1. Use a Punnett’s squares to show a monohybrid cross between pure breeding parents of tall (T) and dwarf (t) pea plants. The tall trait is dominant and thus is represented by the uppercase letter “T”. The dwarf trait is recessive and is represented by to lowercase letter “t”.

2. You have a pea plant with purple flowers but you are unsure of its genotype. Since purple flowers is the dominate trait (P), while the recessive trait is white flowers (p), you decide to conduct a test cross to determine the genotype of the purple flowered pea plant. Show how you would do this.

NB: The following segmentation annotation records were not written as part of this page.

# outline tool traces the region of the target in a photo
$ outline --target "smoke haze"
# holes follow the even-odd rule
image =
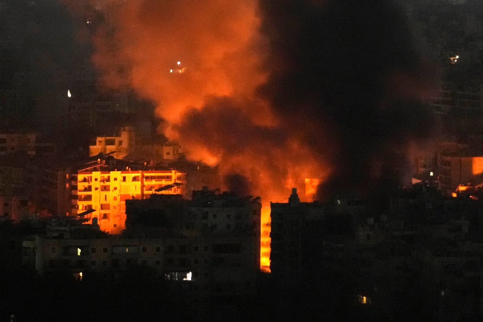
[[[306,178],[325,181],[322,199],[370,191],[430,130],[420,102],[434,73],[391,1],[97,5],[100,84],[155,102],[189,158],[265,201]]]

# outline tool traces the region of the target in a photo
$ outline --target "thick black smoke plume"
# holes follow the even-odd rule
[[[431,75],[403,11],[387,0],[261,0],[271,49],[260,93],[330,165],[320,198],[393,182],[431,118]]]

3. Conduct a dihybrid cross of pea plants with the following combination of traits:
Parent 1—Tall plant with white flowers (pure breeding); Parent 2—Dwarf plant with purple flowers (pure breeding). i) What are the genotypes of the parents? ii) What are the genotypes of their gametes? iii) Portray a cross and determine the F1 generation. Use a Punnett’s square. What are the genotypes and phenotypes of their offspring? iv) Conduct a F2 cross with the offspring. What are the genotypes and phenotypes of the offspring and their ratios.

4. In your own words, explain the following of Mendel’s Laws. Law of Segregation:
Law of Independent Assortment:

5. Some traits are not transmitted via Mendelian inheritance. Describe TWO forms of inheritance that do not follow Mendelian inheritance or laws. Hint: These are alternatives to dominant/recessive inheritance.